Some of the laboratories did not report the presence of some of families of organisms (Additional File 5). Enterococcaceae appeared to be the family most commonly unreported; by laboratory 4 in V1–2 of both materials, laboratory 5 in V4–6 of both materials, laboratory 13 in MCM2α V1–2 and MCM2β V4–6 and laboratory 2 in MCM2β V4–6. In addition, Mycobacteriaceae were not reported by laboratory 12 in V1–2 of both materials and Psuedomonadaceae were not reported by laboratory 5 in V4–6 of both materials.

Shotgun metagenomic sequencing compared to dPCR results

Shotgun metagenomic sequencing was performed on each of the gDNAs in addition to triplicate sequencing runs on the MCM2α and MCM2β (Additional File 6). The mean number of reads per sample after sequencing were 27,678,330 (s.d. 5,540,768). After metagenomic assembly of three MCM2α and three MCM2β replicates the average percentage of reads that mapped to the assembled contigs were 87%, 88% and 86% for MCM2α and 72%, 89% and 90% for MCM2β. The depth of sequencing of the assembled organisms in each sample differed with their relative abundance and ranged from a mean of 16 reads in low abundance organisms up to a mean of 900 reads in the high abundance samples. When compared to the dPCR data it was observed that the results were less than 1.8-fold different in terms of abundance of each organism between the two methods except for P. aeruginosa which was over-represented in both materials according to shotgun metagenomics sequencing (7.34 higher in MCM2α and 5.59 in MCM2β) (Additional File 7). Previous work analysing a different material had the same observation, but the underlying reason is not fully understood¹¹. The source of P. aeruginosa was the same between the two studies but different batches were used. The shotgun sequencing method did not identify organisms present at the lowest abundance (S. pneumoniae and A. baumannii in MCM2α and S. enterica, A. baumannii and N. meningitidis in MCM2β). These organisms were of low abundance in the materials (≤ 0.003%) and so this could be explained by the sequencing coverage not being adequate to identify organisms at this level of abundance.

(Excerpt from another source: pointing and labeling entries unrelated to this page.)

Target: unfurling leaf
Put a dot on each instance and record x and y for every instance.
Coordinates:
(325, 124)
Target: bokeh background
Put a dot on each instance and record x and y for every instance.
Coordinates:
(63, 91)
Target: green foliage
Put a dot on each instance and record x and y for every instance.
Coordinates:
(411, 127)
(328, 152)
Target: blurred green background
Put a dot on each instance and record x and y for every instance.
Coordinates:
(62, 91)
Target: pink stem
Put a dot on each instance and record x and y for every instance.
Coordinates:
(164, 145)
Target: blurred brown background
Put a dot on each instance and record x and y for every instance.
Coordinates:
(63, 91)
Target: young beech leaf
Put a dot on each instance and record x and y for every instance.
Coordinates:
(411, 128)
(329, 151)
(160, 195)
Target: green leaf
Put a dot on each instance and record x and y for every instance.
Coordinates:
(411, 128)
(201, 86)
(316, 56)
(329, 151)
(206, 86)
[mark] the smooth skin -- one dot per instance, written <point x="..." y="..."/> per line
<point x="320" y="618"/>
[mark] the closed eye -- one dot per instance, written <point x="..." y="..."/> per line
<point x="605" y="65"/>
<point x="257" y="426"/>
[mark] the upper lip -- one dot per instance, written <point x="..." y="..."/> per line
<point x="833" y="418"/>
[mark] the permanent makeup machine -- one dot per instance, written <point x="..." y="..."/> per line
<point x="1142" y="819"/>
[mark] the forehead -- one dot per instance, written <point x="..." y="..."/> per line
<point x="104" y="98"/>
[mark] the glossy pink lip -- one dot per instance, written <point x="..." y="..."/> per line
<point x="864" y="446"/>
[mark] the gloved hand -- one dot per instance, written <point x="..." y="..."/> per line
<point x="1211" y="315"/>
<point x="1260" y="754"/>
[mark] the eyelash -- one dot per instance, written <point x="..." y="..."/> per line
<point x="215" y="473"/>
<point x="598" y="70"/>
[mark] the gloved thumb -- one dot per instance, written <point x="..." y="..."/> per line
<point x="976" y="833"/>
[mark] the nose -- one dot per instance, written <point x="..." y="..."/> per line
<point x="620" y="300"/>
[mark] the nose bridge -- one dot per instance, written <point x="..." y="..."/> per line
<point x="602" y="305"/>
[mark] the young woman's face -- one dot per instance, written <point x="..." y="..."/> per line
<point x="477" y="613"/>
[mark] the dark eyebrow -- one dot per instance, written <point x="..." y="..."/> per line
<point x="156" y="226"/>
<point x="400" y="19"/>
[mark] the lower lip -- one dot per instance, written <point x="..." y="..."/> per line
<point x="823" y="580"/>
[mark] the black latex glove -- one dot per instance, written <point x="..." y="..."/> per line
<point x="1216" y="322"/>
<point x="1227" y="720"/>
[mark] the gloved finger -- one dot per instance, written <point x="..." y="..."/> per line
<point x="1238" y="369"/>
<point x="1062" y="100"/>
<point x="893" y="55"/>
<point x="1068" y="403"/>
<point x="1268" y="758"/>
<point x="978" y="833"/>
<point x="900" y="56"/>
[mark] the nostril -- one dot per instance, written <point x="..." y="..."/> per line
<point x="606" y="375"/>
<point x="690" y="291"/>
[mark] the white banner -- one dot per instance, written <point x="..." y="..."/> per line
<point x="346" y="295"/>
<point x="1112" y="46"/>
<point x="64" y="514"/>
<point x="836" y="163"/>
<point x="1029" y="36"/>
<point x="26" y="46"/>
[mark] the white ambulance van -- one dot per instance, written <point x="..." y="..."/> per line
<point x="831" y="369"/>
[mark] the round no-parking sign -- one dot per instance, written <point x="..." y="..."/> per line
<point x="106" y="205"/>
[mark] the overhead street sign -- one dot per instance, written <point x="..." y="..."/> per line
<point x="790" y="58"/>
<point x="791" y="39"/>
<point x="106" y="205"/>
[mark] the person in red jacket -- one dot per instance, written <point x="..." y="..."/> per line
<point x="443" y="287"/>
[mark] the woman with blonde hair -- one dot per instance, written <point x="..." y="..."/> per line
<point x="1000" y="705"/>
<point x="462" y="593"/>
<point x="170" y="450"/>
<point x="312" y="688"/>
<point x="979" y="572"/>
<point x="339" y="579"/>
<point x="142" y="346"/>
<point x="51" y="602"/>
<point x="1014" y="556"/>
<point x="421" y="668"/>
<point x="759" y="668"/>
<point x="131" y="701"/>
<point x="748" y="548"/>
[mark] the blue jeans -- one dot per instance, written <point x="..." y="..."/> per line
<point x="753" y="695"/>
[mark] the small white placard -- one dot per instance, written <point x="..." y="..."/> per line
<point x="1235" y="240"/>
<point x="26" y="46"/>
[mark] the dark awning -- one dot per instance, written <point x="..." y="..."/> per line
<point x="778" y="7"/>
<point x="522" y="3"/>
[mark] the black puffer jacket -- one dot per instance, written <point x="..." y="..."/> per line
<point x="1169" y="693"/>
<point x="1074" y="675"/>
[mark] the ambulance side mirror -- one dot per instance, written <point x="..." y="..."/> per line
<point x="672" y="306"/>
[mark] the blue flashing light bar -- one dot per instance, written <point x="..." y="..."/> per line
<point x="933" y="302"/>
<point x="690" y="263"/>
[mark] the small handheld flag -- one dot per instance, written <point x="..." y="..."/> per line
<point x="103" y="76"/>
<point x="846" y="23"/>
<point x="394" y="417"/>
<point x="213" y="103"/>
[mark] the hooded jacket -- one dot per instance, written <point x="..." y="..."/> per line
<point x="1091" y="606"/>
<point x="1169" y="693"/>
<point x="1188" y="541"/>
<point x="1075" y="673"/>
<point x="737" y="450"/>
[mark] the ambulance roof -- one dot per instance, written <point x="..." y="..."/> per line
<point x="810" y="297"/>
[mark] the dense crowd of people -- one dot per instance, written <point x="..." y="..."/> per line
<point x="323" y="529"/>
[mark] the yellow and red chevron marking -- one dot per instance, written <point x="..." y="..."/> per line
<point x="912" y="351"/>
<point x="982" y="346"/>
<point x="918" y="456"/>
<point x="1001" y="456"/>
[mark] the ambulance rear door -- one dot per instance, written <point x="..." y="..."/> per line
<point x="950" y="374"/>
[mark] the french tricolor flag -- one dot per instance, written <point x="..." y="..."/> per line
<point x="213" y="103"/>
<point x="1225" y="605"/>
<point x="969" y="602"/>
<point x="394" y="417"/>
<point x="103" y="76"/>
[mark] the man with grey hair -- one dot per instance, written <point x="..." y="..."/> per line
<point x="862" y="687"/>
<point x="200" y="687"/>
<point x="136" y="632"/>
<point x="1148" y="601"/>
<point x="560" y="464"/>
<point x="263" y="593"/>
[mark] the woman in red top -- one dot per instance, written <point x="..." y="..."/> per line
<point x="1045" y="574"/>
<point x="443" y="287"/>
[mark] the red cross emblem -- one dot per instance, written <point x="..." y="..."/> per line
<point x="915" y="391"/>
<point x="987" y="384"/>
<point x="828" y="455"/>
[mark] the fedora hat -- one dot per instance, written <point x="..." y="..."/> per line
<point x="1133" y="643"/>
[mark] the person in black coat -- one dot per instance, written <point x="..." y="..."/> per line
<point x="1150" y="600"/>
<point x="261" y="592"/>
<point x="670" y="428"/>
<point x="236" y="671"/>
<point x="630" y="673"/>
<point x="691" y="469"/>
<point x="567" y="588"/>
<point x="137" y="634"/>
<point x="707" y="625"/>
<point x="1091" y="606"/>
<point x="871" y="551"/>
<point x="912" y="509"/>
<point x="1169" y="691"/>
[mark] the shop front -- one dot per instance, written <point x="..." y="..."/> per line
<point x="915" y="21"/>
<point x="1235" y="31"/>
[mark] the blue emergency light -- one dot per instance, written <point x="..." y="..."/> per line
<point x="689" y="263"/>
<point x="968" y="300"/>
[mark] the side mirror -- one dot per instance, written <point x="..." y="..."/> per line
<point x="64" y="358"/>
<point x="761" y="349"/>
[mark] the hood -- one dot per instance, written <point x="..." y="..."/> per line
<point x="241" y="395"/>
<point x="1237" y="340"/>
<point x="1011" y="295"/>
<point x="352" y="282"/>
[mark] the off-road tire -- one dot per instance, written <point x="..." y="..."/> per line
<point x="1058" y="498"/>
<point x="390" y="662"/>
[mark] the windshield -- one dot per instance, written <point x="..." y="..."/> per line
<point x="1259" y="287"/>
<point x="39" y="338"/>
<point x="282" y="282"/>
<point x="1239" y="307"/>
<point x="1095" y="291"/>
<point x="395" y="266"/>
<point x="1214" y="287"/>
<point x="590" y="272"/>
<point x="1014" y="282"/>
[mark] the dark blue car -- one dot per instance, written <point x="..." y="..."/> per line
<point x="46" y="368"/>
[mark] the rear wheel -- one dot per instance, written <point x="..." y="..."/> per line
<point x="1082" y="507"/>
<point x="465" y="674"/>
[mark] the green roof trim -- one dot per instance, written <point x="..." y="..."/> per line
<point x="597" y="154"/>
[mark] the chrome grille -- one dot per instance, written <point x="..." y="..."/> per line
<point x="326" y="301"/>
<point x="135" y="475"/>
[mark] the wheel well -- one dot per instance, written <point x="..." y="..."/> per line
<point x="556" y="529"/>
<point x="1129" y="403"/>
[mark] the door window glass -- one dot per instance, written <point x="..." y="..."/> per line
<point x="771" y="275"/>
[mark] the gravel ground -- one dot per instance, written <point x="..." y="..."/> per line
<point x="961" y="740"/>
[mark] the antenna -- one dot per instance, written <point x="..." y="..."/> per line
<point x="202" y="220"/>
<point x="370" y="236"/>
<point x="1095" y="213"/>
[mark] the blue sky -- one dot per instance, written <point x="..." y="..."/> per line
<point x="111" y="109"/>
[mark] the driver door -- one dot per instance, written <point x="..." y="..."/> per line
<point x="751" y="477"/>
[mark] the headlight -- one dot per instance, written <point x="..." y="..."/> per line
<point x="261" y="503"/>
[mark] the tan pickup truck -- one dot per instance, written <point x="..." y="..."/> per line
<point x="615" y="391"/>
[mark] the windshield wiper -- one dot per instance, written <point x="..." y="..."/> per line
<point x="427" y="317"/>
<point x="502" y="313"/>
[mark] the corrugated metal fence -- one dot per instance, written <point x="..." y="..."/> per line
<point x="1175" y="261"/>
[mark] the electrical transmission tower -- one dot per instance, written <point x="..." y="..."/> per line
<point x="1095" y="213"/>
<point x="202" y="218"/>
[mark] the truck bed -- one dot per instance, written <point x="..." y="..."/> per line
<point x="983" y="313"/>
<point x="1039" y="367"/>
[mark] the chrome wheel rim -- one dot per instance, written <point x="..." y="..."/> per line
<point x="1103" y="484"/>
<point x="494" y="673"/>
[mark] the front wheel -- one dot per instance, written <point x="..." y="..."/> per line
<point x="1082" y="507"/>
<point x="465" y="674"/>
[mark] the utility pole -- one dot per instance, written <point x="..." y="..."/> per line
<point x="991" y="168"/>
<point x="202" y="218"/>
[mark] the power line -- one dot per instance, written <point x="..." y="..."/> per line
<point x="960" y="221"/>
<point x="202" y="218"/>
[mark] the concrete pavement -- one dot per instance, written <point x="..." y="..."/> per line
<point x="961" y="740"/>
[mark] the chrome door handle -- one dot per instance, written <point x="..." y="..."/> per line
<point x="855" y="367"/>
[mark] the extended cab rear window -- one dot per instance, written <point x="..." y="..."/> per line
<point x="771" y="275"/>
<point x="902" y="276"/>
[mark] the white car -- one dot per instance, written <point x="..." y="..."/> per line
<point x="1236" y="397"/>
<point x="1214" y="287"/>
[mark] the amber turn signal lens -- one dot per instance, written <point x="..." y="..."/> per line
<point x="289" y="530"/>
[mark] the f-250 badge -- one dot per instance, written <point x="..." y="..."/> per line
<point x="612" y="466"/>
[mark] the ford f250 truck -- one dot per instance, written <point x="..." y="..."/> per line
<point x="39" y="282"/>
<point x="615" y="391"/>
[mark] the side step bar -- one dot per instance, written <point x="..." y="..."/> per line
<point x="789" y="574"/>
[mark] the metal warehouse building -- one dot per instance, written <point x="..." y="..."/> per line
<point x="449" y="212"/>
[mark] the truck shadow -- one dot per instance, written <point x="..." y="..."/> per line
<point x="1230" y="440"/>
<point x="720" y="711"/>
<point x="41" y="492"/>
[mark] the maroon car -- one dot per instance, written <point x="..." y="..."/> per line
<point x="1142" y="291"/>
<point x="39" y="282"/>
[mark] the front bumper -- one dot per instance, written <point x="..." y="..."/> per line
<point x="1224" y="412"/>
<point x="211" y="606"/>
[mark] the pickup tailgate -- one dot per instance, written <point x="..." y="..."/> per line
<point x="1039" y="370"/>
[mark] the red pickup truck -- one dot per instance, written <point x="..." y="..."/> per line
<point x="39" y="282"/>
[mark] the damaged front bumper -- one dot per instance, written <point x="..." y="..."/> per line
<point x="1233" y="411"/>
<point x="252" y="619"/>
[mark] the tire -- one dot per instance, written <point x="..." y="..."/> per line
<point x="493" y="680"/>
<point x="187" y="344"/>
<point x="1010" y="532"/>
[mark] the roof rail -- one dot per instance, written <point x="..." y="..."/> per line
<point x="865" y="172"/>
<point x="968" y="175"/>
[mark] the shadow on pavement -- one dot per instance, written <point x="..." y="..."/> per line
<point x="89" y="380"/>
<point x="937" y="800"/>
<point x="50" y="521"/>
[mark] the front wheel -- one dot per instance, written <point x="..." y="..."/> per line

Additional taxa reported in the shotgun metagenomics data included Bradyrhizobiaceae and Bradyrhizobium, each present at 0.08%. These taxa were reported in all three units analysed. When each individual genomic DNA preparation was analysed by shotgun sequencing, this organism was present in the genomic preparation of hCMV (14% of total dataset), K. pneumoniae (12%) and S. aureus (0.03%). The Bradyrhizobiaceae family was also observed in the 16S rRNA analysis of V4–6 of MCM2α and MCM2β by laboratory 5 at 0.01% and 0.001% respectively. Laboratories 7, 9, 10 and 12 also reported this family but at a much lower abundance (< 0.00001%) and this was observed from both V4–6 and V1–2. For laboratories reporting Bradyrhizobiaceae presence it was not observed in all sequencing replicates unlike what was reported for the shotgun sequencing data. This family of bacteria has been observed as a contaminant in previous next generation sequencing studies^41,42.

Discussion

The 16S rRNA gene amplicon sequencing procedure requires a multi-step process in order to determine the microbial composition of a sample. Bioinformatic analysis is crucial and involves multiple tools and steps as well as varying parameters. The bioinformatic tools used in this study represent relatively straightforward and simple to integrate for 16S rRNA gene amplicon analysis and are relatively less computationally intensive than when studying entire metagenomes. With the increasing diversity of bioinformatics tools and of the parameters which determine how each of these tools are used, it can be difficult to determine which tool will give the most accurate representation of the sample composition. In the face of this growing challenge, the use of control materials aids researchers in pipeline validation and choice of pipeline. These materials can also be used to evaluate current and future software versions. However, the choice of the most appropriate control material is itself an unresolved challenge and the ‘true’ composition of the reference community can be difficult to verify. Here we applied dPCR to determine the absolute and relative abundance of each organism in our control materials using species-specific assays that allowed for an accurate measurement of the composition of each of the materials and provides an absolute method for determining the composition of microbial standards.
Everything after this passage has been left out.